Am I getting conceptually wrong idea of data distribution?

Best Answer

Typically the multinomial naive bayes model would still be used - basically using the decimal TF-IDF values for each term in each document in place of the count for that term and proceeding as you usually would (TF-IDF is always $>= 0$). This paper provides details of one way to do that and study results:

Rennie, J.; Shih, L.; Teevan, J.; Karger, D. (2003). Tackling the poor assumptions of Naive Bayes classifiers (ICML.http://people.csail.mit.edu/jrennie/papers/icml03-nb.pdf).

Detailed explanation:

The idea is instead of using the term frequencies divided by the total number of terms as the categorical probabilities, you compute the TF-IDF representation of each document and use the fraction of TF-IDF values given to each term for a given class - i.e., sum up the values for a term across all documents in the class divided by the total of the sum of values for all terms - to get the probability value for each term. So basically TF-IDF value totals as opposed to count totals are used - instead of adding up 1s and 0s now you are adding decimal values, but the procedure is the same.

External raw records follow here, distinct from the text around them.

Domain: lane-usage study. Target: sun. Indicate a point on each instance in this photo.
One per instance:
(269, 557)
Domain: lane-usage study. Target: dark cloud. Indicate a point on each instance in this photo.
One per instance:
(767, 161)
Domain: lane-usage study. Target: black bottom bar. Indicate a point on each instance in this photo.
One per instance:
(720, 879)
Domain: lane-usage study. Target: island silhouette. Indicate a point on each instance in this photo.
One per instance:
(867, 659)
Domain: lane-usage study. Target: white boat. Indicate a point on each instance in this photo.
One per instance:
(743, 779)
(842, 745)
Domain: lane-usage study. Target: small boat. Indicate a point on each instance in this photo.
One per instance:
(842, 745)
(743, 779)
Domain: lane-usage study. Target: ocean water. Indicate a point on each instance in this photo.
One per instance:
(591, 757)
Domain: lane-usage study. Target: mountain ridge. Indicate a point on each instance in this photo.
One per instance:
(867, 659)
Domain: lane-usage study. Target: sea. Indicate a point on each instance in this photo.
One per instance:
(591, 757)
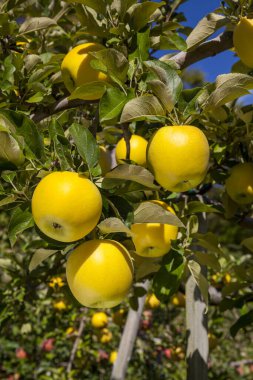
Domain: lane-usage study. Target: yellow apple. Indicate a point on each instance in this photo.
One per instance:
(239, 185)
(113, 356)
(76, 68)
(242, 38)
(178, 156)
(138, 146)
(152, 301)
(99, 273)
(106, 159)
(154, 239)
(66, 206)
(99, 320)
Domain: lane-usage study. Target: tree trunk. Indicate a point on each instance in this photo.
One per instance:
(196, 325)
(128, 338)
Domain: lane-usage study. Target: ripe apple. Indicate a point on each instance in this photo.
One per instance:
(48, 344)
(77, 71)
(242, 37)
(99, 273)
(66, 206)
(21, 353)
(154, 239)
(99, 320)
(178, 156)
(138, 147)
(239, 185)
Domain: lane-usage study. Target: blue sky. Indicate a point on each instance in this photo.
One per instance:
(194, 10)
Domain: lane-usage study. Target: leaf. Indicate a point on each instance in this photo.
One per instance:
(36, 23)
(149, 212)
(39, 256)
(200, 280)
(140, 108)
(21, 125)
(195, 207)
(19, 222)
(7, 200)
(248, 243)
(167, 280)
(243, 322)
(208, 241)
(98, 5)
(115, 62)
(112, 103)
(169, 92)
(111, 225)
(134, 173)
(143, 46)
(62, 148)
(140, 14)
(205, 28)
(86, 144)
(10, 150)
(228, 88)
(89, 91)
(208, 259)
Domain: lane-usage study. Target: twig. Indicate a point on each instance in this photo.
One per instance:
(61, 105)
(75, 346)
(207, 49)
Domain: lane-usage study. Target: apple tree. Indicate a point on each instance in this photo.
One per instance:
(135, 84)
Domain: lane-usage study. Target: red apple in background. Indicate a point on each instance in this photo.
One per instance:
(48, 344)
(21, 353)
(167, 353)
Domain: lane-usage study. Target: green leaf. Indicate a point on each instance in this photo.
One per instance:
(98, 5)
(112, 103)
(205, 28)
(36, 23)
(243, 322)
(200, 280)
(168, 86)
(141, 108)
(111, 225)
(143, 46)
(208, 259)
(19, 222)
(248, 243)
(10, 150)
(89, 91)
(36, 98)
(91, 23)
(140, 14)
(23, 126)
(39, 256)
(148, 212)
(195, 207)
(7, 200)
(228, 88)
(134, 173)
(167, 280)
(86, 144)
(208, 241)
(114, 61)
(62, 147)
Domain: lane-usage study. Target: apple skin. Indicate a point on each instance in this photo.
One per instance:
(66, 206)
(178, 156)
(154, 239)
(239, 185)
(77, 71)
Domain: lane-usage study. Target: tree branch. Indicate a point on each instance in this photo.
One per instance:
(207, 49)
(61, 105)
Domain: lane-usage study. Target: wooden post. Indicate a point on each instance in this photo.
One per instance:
(128, 338)
(196, 325)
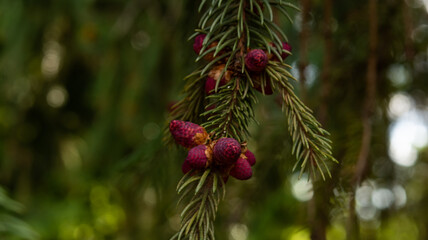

Then as with the traditional multinomial naive bayes you take the log of each term probability to get the log-linear decision function. However, in the traditional model you would then multiply this log value with the term frequency and sum across terms. Instead this paper proposes a final normalization first to normalize the log values across terms, before then applying the same linear decision rule.

Table 4 in the paper spells out this procedure clearly.